Years ago now, when my sister was pregnant with her oldest Reed, I got her a crib as my gift to her growing family. A few years later, the crib moved on to my niece June. A few years later, it came cross-state to my house for our oldest Owen. And over the last few years, it’s been home for my youngest Asa.

This past Sunday, I spent much of the day building a bunk bed. That night, Asa moved downstairs to his new room and bed with his brother. For the first time in over a decade, the crib was empty. And Sara and I were upstairs all alone.

In situations like this, I tend to look on the “bright” side. In this case, I focused on all the ways the change signals a great new era for our family: fewer middle-of-the-night wakeups, less of the day-to-day grind of keeping very young children alive, and more opportunity for the boys to play and bond (and entertain each other so we don’t have to quite so often). And we get a whole room of our house back.

Sara tends to spend more time feeling the sadness of the change. In this case, we have to say goodbye to a crib that holds so many beautiful memories. We will never read them goodnight books in that familiar old rocking chair. No matter how you dress it up, we must say goodbye to a profoundly meaningful part of our lives.

For years, Sara’s sadness in these moments felt like a drag to me. I just wanted to be in the sense of hope and opportunity of the new chapter, not wallow in the past.

But somehow this time, something shifted.

It dawned on me that, for much of my life, I’ve just been papering over the more difficult feelings that come up for me, especially sadness.
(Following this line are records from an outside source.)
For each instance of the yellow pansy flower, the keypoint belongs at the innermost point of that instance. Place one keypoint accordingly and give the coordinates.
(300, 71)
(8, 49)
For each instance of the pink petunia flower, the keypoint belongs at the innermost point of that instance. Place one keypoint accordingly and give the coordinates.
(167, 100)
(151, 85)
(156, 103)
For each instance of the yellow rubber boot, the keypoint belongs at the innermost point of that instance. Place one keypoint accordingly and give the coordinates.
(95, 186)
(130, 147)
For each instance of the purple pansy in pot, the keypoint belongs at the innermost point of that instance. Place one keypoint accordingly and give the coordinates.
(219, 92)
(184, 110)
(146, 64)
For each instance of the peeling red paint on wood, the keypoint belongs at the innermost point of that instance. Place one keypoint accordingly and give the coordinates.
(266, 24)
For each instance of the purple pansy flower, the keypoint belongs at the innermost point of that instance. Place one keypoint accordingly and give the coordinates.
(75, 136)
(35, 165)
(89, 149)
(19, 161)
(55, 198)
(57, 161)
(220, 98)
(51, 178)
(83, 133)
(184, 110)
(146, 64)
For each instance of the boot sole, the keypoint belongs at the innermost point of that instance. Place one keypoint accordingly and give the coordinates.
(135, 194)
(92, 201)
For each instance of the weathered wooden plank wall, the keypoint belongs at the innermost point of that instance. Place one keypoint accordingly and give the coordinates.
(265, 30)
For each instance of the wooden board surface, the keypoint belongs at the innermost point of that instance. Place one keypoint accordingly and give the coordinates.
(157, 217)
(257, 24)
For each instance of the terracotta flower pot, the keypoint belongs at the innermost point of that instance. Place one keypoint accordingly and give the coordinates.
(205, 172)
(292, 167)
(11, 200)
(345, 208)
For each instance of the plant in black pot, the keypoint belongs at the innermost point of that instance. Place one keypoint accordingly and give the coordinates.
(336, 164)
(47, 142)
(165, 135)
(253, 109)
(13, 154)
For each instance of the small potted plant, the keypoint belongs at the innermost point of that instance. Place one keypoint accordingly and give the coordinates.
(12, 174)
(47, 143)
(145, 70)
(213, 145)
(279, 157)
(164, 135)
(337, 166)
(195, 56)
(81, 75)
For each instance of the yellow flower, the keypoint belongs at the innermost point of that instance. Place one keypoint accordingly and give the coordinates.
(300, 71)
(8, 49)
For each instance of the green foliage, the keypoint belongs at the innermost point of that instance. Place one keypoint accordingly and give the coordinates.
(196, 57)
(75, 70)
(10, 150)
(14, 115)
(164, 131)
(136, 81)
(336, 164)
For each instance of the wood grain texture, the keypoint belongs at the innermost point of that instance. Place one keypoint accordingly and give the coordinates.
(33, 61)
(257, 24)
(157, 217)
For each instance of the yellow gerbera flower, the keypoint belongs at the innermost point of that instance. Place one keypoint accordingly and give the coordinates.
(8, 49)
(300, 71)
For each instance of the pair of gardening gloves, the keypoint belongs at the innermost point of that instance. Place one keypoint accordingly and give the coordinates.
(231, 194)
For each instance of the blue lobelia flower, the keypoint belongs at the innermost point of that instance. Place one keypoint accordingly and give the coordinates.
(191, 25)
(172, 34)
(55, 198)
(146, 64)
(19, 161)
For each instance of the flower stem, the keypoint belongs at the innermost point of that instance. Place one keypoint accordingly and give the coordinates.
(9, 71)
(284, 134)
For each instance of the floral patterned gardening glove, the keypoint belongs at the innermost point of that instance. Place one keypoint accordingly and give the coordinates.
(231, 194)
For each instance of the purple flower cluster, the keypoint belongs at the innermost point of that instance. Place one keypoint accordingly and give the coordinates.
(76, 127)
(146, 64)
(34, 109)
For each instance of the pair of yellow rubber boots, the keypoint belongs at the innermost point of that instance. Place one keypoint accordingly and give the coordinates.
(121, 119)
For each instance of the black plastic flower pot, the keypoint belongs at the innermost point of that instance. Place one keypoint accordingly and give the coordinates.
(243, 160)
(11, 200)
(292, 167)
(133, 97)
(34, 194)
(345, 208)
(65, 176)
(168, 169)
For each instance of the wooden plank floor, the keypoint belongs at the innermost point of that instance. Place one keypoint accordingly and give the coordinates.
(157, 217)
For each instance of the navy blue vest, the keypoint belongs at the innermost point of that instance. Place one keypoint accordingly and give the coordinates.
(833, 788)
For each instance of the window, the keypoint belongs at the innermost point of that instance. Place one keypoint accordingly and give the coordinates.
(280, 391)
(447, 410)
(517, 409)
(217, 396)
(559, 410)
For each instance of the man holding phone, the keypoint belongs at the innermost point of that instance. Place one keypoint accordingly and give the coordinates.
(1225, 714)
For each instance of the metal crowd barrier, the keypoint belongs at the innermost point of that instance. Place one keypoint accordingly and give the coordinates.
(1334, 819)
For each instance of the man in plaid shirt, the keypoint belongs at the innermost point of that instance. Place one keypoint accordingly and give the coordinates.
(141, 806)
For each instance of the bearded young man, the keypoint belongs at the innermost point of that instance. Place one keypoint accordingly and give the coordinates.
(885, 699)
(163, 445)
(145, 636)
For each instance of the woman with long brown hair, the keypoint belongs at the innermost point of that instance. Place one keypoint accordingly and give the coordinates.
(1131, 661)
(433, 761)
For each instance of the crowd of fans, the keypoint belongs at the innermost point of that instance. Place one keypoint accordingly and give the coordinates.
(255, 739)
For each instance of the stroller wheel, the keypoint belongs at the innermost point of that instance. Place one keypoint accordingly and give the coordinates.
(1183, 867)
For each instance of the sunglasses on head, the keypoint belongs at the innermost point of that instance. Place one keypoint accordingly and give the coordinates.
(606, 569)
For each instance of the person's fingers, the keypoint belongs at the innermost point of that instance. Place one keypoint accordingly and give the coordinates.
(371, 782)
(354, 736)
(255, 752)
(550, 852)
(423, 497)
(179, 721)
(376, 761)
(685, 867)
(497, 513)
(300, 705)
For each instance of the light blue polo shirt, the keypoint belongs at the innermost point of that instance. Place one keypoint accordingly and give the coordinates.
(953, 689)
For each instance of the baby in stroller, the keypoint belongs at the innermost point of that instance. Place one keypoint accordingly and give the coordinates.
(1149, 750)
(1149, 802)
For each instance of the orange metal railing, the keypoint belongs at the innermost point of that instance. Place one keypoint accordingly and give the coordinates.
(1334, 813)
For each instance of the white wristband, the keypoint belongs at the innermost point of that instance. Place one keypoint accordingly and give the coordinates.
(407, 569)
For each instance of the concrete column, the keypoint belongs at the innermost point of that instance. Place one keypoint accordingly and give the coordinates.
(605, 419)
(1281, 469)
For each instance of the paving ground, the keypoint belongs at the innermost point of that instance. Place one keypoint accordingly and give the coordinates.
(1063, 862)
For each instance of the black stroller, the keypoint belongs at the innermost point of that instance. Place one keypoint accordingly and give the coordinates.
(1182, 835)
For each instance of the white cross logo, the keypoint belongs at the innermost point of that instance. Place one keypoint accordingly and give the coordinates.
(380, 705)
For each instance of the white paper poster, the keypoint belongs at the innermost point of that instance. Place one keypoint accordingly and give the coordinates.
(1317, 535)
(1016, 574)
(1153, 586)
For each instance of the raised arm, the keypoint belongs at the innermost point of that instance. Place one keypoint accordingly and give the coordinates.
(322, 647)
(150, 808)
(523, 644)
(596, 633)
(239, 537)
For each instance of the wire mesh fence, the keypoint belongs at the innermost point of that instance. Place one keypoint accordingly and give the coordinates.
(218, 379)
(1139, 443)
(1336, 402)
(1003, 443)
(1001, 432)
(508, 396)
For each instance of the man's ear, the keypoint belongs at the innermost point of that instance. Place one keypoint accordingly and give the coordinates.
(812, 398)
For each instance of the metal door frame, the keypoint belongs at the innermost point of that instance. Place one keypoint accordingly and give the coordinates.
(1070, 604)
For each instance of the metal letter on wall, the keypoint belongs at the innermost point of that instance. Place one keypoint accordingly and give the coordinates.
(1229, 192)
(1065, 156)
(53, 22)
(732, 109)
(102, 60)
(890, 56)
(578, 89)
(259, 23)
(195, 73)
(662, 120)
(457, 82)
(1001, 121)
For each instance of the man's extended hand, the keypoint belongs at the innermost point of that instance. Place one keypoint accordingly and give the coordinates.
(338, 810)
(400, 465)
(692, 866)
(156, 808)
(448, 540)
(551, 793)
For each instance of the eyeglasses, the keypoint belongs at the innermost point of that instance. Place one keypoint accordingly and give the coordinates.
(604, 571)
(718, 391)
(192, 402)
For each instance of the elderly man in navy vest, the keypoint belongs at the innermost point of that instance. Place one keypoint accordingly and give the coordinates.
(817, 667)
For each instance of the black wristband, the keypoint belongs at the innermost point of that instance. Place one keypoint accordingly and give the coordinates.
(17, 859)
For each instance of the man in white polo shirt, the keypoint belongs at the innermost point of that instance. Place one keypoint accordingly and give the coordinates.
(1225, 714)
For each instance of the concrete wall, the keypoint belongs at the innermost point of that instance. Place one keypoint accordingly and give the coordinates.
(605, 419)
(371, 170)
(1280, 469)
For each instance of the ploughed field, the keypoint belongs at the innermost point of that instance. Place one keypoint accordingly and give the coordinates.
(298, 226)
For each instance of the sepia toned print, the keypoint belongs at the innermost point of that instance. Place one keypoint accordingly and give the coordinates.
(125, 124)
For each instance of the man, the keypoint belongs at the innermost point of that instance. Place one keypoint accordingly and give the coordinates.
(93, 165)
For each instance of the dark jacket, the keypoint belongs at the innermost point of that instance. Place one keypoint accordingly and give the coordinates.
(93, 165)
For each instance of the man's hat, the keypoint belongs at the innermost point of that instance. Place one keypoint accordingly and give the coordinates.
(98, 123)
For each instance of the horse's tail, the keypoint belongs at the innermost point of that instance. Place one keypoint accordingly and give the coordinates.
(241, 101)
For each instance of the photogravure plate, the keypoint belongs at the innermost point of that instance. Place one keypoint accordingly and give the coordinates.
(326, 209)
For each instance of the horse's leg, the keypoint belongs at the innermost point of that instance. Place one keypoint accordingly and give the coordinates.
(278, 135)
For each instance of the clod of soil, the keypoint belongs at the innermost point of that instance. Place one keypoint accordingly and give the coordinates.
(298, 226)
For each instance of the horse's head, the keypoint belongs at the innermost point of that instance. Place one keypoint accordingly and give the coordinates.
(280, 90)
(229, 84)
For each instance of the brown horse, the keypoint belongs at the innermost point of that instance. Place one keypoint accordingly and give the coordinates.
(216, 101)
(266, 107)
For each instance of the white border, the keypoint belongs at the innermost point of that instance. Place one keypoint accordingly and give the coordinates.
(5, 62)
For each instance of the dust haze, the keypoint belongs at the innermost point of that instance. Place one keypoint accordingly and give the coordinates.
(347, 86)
I move on as quickly as I can so I don’t have to deal with the pain or discomfort. Looking on the “bright” side is largely just a way to protect myself.

Somehow, Sara’s way feels so much healthier now. Those feelings are part of what makes me human. They are a natural, inevitable, and necessary part of existence. They actually have something important to tell me.

If I can’t fully feel the sadness – and whatever other feelings come along with this change – then I can’t fully acknowledge and honor this beautiful, momentous chapter of my life. I can’t offer it the proper goodbye that it so deserves.